Tivemos os casos da Ferrari onde sua majestade Michael Schumacher sempre esmagava esportiva e politicamente seus segundos pilotos (Irvine, Barrichello e mesmo Masssa), escolhidos a dedo para serem escudeiros. Caso aliás, parecido com o de Checo Perez, que ninguém levou a sério após a corrida de Mônaco este ano, vencida por ele que declarou estar na “disputa” pelo título. Todos sabíamos que Verstappen era mais talentoso, mais importante para a equipe, incontestável número 1 e o brilhareco do simpático mexicano não passaria de um “flash in the pan”, como dizem os ingleses. Mesmo assim, com um carro foguete nas mãos, algumas boas atuações, uma Ferrari pateticamente errática, os problemas da Mercedes, fizeram com que a Red Bull tivesse chances reais de cravar campeão e vice.

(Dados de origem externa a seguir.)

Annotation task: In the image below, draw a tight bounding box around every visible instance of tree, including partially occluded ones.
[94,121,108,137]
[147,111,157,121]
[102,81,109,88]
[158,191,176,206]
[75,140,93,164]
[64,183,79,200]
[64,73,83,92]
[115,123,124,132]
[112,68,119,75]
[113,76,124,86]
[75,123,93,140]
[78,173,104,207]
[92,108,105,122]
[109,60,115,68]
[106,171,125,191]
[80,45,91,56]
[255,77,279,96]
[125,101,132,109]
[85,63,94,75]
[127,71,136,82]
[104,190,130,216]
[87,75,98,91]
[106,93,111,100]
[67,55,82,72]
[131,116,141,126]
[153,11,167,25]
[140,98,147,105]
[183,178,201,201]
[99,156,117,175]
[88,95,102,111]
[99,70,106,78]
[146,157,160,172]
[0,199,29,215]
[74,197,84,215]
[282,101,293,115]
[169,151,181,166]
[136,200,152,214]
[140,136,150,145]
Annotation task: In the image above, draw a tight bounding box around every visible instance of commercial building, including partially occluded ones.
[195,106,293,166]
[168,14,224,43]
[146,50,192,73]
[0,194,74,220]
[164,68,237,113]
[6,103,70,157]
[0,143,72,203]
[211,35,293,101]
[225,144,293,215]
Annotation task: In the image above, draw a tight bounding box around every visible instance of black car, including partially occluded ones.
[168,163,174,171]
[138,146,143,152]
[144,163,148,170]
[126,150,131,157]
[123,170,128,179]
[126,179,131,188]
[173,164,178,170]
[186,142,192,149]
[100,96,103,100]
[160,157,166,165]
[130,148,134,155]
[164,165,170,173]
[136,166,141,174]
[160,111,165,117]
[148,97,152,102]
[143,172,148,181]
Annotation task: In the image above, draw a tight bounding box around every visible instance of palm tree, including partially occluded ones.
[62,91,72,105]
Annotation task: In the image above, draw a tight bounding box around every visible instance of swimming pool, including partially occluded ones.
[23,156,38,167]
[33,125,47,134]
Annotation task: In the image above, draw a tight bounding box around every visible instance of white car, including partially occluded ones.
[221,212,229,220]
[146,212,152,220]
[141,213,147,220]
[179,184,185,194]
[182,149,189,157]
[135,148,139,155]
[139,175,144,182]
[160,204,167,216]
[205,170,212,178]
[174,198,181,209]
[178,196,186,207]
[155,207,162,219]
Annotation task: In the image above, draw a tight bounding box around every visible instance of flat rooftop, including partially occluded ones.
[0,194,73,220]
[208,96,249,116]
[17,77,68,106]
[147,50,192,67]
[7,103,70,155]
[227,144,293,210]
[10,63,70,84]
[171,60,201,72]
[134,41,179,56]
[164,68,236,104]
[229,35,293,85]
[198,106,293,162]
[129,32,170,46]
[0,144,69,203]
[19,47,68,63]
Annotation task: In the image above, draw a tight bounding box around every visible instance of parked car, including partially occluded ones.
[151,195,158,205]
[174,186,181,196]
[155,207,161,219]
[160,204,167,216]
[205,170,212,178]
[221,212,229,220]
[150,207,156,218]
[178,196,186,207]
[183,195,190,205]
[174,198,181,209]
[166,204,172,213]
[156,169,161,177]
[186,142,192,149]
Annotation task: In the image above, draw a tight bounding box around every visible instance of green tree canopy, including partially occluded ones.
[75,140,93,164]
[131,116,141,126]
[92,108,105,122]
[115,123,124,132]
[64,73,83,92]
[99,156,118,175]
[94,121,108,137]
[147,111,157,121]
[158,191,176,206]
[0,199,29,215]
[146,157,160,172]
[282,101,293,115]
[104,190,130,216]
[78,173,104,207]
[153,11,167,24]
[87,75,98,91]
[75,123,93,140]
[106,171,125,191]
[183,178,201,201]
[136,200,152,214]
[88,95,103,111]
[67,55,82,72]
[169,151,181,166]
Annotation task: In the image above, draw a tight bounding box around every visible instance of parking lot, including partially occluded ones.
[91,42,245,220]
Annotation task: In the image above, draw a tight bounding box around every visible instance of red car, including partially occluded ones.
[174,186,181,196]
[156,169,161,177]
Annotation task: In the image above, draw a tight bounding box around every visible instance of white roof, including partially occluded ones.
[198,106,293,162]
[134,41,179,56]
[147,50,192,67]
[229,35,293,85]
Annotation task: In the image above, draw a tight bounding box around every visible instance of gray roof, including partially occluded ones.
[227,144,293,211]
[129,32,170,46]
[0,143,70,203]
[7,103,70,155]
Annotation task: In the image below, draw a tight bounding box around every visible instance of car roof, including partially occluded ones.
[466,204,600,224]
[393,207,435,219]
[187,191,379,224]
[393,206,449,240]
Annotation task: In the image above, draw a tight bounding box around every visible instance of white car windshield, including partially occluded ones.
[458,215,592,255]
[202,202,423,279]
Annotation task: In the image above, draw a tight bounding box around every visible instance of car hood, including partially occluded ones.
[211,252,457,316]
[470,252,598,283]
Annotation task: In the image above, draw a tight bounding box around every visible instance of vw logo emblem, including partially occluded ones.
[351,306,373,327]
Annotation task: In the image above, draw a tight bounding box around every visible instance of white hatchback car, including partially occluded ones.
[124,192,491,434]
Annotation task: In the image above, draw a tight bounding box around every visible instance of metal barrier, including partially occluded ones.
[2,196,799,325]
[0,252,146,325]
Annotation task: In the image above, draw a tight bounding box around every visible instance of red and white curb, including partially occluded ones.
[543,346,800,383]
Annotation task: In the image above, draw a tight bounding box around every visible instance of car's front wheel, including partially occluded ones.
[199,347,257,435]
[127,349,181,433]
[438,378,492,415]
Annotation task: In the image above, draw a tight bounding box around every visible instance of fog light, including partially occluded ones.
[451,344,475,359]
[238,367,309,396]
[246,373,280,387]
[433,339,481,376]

Sem stress. Exceto pelo ego gigantesco de nosso amigo dos países (e golpes) baixos.

Veremos a conclusão dessa novela inacabada daqui a menos de duas semanas no encerramento do campeonato em Abu Dhabi. De qualquer forma, a meus humildes olhos de ancião, Hamilton saiu grande e Verstappen minúsculo de Interlagos!